Voroshilov and I walked towards the market square. On Hämeensilta bridge Voroshilov admired the industrial architecture, which he said reminded him of the united strength of the working class. I told him the Tampere capitalists wanted to demolish some of the buildings and that others were being converted into studio-type working spaces. Was Tampere an important film city, then, Voroshilov asked.

There wasn’t a single bootlegger to be seen in the market square. We bought some black sausage, and Voroshilov queued up for more. Someone offered to sell us some liquor. I didn’t understand much of what he said. Voroshilov began speaking Russian with him, and a moment later asked me for forty marks. He swapped them for a bottle of Stolichnaya.

Voroshilov said his countrymen controlled the trade in bootleg liquor here. I said at those prices it wasn’t difficult. I asked Voroshilov if he was related to Marshal Klimenti Voroshilov. Voroshilov said that the marshal was his father.

I explained Finns knew the name Voroshilov because the tanks named after his father had caused them great damage during the war. When I mentioned that Lenin had been in Tampere and that he had a museum of his own here, Voroshilov wanted to go.

At the Lenin Museum Voroshilov rattled the door. I told him to leave off. I said that in Finland museums were closed at night: we couldn’t get in. Voroshilov went in through a side door. I shut the door and pulled it open. The lock’s tongue slipped out of its cavity, whose edges were worn smooth. Voroshilov shouted out of the darkness.

For the sake of something to say, I told the taxi driver that I was the director of this museum, and that Voroshilov was a foreign guest. We dragged him round the darkened Lenin Museum. In the taxi, fortunately, he woke up.

When we came to the railway yard, the train wasn’t there any more. We set off in the direction of the station. Then I heard my name on the loud-hailer. It said that the Presidential Carriage had been hitched up to the Ostrobothnian express, departing from platform one.

The train started and we put Voroshilov to bed. A woman Sorri had picked up in Rosendahl’s stroked Voroshilov’s bald head until he fell asleep. Sorri and the woman went into the sleeping compartment. I asked Kuosmanen where we were going next.

Kuosmanen said Sorri wanted to go north, to Oulu, 500 kilometres away, but that he wasn’t going. Not on any account. He rang the engine and told the driver to uncouple us from this train and hitch us up to the next one going south.
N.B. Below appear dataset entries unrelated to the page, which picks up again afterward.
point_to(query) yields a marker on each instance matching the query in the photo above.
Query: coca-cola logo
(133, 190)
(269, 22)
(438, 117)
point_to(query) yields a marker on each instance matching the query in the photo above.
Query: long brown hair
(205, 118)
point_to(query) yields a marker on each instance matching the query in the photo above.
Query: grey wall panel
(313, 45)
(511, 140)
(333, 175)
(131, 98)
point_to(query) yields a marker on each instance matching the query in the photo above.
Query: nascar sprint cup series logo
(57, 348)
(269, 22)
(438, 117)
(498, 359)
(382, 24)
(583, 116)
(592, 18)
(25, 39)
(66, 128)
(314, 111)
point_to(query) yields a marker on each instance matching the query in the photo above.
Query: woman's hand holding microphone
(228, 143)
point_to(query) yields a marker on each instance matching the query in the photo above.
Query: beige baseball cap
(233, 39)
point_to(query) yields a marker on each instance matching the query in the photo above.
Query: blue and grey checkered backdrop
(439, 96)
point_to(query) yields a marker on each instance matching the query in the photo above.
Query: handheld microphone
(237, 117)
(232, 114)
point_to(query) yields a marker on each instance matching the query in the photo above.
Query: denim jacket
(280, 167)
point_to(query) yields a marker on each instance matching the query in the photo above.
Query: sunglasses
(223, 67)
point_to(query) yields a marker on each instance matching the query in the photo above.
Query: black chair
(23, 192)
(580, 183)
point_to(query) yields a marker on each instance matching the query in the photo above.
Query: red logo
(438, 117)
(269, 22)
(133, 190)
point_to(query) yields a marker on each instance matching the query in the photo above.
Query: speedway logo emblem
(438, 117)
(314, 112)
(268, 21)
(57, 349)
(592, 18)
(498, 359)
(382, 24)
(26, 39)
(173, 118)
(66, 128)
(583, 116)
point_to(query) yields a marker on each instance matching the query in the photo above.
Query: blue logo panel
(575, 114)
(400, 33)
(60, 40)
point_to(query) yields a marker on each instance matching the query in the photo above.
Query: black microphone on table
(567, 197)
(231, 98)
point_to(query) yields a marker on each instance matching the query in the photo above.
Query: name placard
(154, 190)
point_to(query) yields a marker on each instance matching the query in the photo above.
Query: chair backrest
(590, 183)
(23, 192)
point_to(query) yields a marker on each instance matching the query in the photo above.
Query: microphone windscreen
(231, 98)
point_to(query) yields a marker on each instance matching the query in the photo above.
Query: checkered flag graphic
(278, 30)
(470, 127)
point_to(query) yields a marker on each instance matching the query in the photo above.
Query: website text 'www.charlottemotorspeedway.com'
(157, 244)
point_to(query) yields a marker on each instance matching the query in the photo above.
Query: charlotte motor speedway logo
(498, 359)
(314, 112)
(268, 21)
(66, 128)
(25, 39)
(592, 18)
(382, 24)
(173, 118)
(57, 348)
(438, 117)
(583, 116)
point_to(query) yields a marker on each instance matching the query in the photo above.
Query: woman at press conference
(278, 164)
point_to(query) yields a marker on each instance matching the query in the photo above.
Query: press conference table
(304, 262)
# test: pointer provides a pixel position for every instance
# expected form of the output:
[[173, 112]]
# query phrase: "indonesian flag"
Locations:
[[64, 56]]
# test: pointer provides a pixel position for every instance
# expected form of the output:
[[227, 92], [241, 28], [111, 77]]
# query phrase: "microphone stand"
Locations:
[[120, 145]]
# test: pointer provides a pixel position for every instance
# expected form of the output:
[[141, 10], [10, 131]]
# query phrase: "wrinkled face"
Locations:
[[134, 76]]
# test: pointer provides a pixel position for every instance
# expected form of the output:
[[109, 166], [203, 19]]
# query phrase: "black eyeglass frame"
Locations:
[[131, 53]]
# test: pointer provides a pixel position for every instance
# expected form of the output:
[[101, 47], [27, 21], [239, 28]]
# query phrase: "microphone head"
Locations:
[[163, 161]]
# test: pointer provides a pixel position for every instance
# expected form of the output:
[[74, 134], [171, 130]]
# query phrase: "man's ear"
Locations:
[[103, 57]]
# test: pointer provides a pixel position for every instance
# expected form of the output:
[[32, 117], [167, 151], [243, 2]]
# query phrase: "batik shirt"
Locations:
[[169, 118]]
Kuosmanen went to sleep and Sorri and his woman came into the saloon. He asked after Voroshilov, and opined that everything was going well. The train was on its way north. I didn’t have the heart to say anything.
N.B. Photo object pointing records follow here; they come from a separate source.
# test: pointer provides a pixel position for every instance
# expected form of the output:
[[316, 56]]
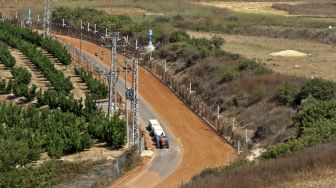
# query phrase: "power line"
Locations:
[[46, 19], [135, 132]]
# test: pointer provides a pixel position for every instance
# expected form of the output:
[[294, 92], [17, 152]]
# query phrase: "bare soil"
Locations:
[[316, 9], [99, 151], [249, 7], [321, 62], [325, 178], [122, 10], [202, 148]]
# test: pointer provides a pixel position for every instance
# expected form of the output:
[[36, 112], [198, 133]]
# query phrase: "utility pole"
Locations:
[[135, 135], [80, 50], [126, 70], [2, 10], [46, 19], [113, 77]]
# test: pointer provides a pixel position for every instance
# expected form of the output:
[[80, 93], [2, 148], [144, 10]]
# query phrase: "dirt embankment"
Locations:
[[202, 148]]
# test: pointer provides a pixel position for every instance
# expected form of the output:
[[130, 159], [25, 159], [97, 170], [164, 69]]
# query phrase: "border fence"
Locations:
[[225, 127]]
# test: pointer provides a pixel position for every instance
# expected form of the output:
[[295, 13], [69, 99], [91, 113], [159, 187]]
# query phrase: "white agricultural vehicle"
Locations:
[[160, 137]]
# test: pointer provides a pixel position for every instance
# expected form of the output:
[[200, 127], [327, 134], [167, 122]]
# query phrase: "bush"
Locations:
[[21, 75], [317, 124], [217, 41], [20, 90], [318, 88], [179, 36], [97, 89], [229, 73], [287, 92]]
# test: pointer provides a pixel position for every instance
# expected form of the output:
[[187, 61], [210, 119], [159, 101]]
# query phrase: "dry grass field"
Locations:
[[320, 61]]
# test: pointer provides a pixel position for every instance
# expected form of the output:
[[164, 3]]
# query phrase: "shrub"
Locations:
[[179, 36], [217, 41], [229, 73], [287, 92], [317, 124], [21, 75], [318, 88], [20, 90]]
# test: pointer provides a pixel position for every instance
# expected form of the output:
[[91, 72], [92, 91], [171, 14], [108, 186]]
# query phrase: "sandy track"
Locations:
[[202, 148]]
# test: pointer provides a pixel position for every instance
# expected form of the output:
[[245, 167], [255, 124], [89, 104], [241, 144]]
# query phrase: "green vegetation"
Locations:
[[21, 75], [287, 92], [51, 45], [318, 88], [48, 174], [97, 89], [5, 57], [65, 127], [56, 77], [316, 117]]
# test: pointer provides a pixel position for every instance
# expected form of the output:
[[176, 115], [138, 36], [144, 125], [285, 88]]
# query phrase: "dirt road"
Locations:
[[201, 147]]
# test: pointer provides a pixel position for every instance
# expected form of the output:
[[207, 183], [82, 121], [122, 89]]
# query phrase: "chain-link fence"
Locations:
[[225, 127]]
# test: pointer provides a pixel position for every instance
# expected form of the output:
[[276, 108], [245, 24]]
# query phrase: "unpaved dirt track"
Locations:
[[201, 147]]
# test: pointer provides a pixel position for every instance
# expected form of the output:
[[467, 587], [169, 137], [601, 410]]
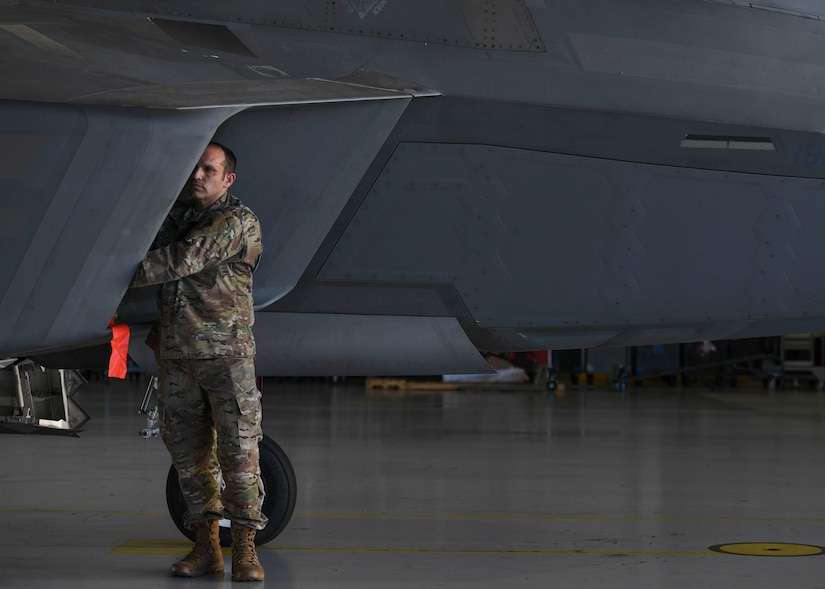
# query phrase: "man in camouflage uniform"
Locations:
[[203, 259]]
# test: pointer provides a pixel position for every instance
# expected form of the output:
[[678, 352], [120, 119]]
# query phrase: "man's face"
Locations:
[[209, 181]]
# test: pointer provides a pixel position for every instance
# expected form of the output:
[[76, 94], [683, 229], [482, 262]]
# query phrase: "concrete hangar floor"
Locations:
[[590, 487]]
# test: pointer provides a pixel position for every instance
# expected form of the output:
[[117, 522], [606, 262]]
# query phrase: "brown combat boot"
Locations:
[[206, 556], [245, 564]]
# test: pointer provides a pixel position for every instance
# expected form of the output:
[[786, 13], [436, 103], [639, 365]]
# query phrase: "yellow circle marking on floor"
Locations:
[[769, 549]]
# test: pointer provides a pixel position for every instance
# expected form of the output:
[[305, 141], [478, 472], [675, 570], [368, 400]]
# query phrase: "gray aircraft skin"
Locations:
[[435, 178]]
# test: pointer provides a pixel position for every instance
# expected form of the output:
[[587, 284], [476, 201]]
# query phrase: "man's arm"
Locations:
[[202, 248]]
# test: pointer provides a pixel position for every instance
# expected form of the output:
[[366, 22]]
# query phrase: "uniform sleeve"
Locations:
[[207, 245]]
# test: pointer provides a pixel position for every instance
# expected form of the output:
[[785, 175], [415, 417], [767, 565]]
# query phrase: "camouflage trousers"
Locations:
[[210, 421]]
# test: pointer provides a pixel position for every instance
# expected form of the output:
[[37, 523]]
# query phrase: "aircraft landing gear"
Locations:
[[277, 475], [279, 484]]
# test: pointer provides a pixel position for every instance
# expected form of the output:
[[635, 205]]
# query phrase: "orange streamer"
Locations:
[[120, 349]]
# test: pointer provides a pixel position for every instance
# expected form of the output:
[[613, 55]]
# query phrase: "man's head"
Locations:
[[213, 175]]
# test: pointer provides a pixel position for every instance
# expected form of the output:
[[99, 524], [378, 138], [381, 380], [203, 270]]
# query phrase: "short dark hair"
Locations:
[[230, 161]]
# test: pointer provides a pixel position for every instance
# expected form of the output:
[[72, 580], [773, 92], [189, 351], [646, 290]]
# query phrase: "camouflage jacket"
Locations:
[[203, 262]]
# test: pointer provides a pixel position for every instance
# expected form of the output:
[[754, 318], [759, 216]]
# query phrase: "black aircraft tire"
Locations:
[[279, 484]]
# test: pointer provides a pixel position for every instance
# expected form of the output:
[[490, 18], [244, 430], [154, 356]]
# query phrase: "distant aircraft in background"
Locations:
[[435, 178]]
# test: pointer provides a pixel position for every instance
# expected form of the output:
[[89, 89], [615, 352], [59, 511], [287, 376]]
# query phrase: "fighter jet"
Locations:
[[436, 179]]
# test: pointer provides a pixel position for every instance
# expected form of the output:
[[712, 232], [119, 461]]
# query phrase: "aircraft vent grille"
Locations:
[[728, 142]]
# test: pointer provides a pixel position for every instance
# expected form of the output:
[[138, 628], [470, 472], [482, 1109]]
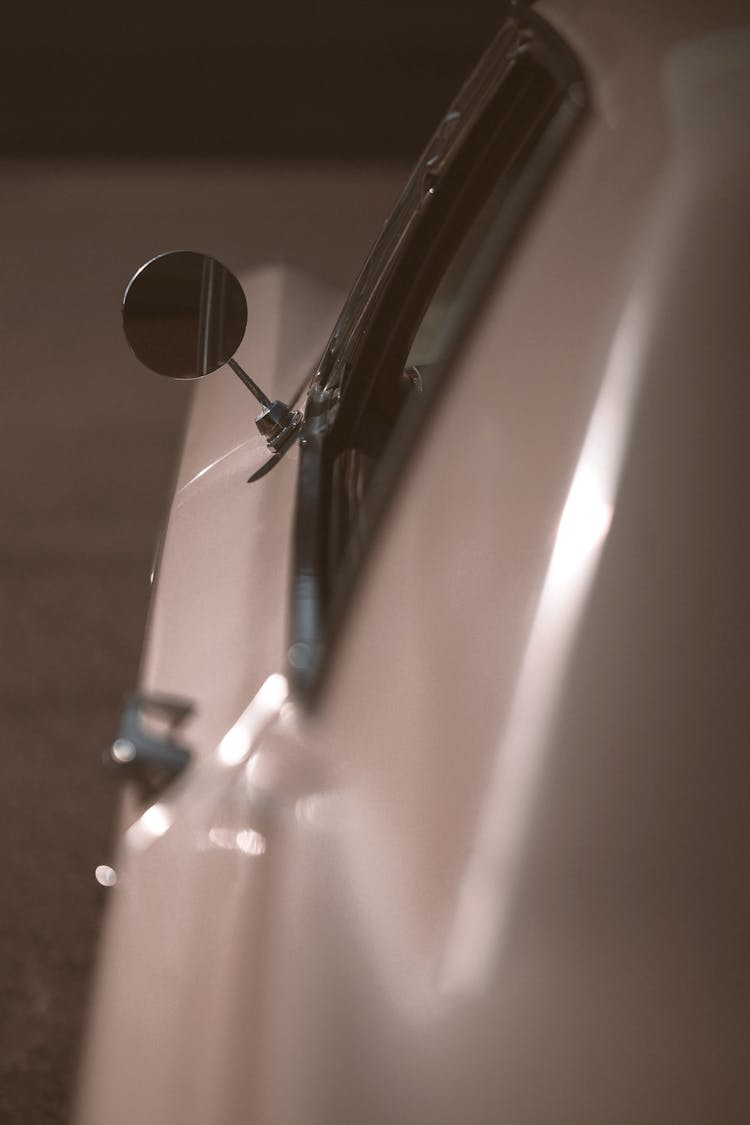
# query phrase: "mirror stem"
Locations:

The train slowed and pulled in at a station. Sorri looked out to see where we were. Shit, he exclaimed. I looked out of the window. We were in Tampere again. Sorri went off to kick at Kuosmanen’s door.

Sorri and Kuosmanen drank some brandy and argued listlessly about where to go next. They ordered the carriage to be uncoupled at Riihimäki so that they could think about it. We all went to bed.
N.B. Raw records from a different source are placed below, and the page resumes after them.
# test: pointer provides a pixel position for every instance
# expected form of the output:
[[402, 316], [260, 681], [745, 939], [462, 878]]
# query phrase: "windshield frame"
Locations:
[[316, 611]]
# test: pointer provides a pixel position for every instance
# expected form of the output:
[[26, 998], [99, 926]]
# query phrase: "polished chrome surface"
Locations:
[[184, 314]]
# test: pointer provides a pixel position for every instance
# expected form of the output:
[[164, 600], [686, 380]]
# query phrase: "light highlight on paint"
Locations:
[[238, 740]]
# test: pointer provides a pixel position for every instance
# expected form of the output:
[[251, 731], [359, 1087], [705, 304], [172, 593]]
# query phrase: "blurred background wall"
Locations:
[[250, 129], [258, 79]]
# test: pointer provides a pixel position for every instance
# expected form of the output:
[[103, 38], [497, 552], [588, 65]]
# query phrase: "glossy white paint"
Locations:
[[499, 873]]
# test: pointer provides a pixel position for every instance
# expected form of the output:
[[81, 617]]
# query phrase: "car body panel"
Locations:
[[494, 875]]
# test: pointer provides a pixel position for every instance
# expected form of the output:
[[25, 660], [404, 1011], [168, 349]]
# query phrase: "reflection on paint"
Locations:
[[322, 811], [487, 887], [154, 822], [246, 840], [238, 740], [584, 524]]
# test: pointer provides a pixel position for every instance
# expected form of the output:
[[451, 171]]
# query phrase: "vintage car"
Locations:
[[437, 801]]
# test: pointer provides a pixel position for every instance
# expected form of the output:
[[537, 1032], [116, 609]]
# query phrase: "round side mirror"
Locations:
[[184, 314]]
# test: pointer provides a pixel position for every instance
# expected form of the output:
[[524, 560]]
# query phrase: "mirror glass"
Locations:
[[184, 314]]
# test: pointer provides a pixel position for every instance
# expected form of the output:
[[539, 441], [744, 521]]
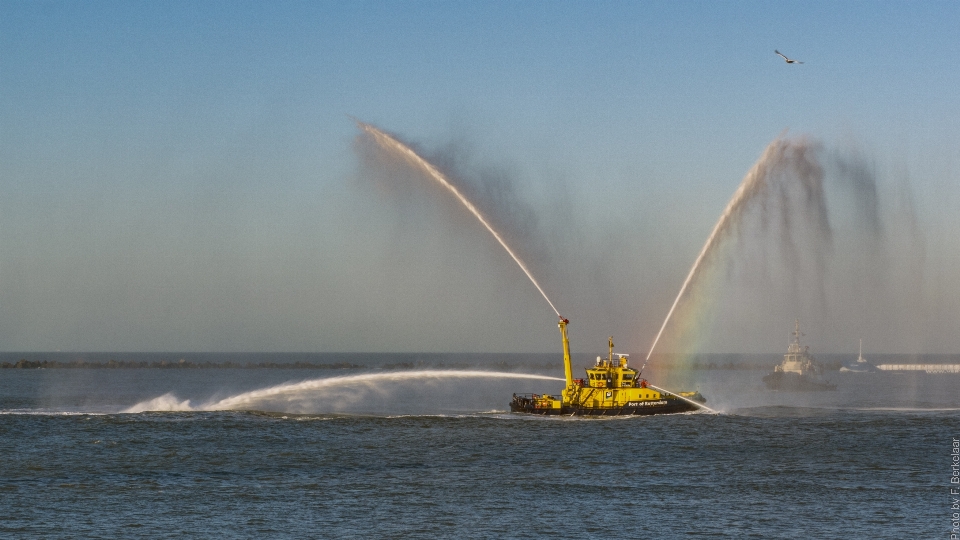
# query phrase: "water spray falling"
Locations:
[[319, 388], [390, 143], [752, 185]]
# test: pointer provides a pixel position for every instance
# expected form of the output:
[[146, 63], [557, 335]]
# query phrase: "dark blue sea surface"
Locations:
[[441, 458]]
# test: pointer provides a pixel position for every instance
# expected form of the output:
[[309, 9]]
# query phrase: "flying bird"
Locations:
[[789, 61]]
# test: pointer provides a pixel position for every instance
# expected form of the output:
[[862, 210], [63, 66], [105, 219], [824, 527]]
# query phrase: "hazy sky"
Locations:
[[183, 176]]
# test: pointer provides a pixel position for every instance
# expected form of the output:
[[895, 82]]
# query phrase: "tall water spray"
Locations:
[[754, 183], [400, 149]]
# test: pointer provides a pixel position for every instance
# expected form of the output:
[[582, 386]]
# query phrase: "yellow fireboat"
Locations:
[[611, 388]]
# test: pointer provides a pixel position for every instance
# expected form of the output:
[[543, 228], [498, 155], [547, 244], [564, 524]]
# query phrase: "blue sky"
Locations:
[[182, 176]]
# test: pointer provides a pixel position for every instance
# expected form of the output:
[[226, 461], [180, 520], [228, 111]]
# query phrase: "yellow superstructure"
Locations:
[[610, 387]]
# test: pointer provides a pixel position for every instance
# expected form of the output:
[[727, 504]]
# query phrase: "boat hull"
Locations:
[[796, 382], [664, 406]]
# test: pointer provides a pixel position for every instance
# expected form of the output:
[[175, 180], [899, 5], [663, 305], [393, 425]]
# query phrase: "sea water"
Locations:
[[446, 460]]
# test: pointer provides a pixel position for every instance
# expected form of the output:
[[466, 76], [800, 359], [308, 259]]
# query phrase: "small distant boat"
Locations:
[[861, 365], [799, 371]]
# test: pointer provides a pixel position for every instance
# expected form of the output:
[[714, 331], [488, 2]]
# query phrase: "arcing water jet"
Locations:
[[292, 392], [400, 149], [777, 153]]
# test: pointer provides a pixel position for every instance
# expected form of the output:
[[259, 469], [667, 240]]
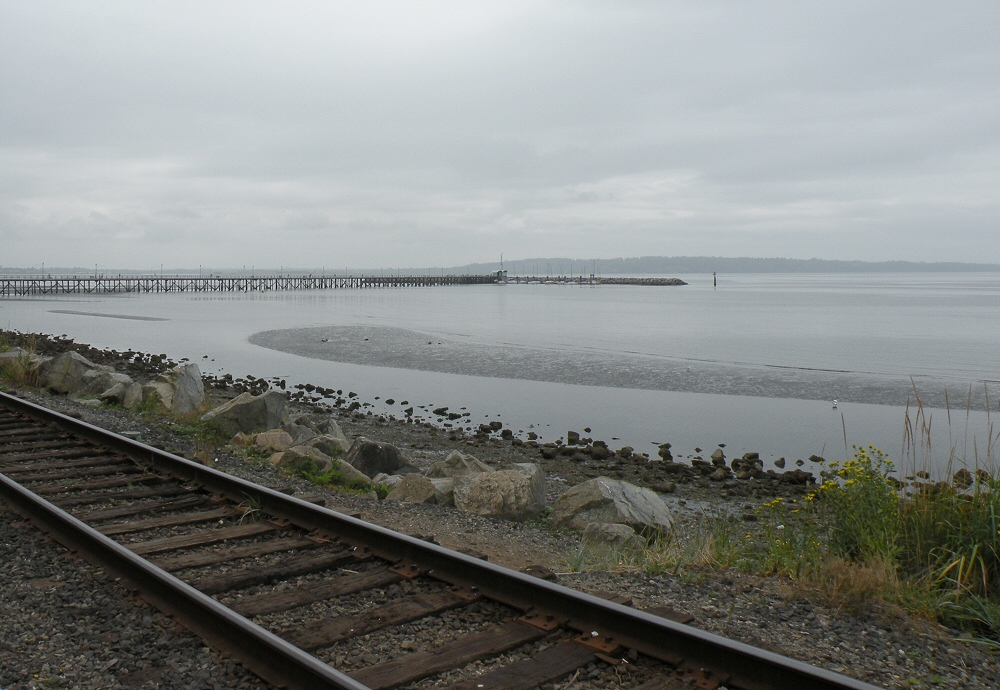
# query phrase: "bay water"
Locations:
[[754, 363]]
I was woken by a loud thud: our carriage was being coupled to the engine. I went to the door to look: we were still at Riihimäki. The engine was the same one that had taken us to Tampere the day before.

Sorri sat in the saloon reading a paper and drinking Czech beer. I asked where our old engine had reappeared from. Sorri said that we were on schedule again. The time he’d rented the engine and carriage for ran out this morning. To avoid unnecessary extra expense, Sorri had had the engine brought down from Tampere, since it was headed for Helsinki anyway. That way we’d all benefit, Finnish Railways and ourselves, the economy and the environment, Sorri explained.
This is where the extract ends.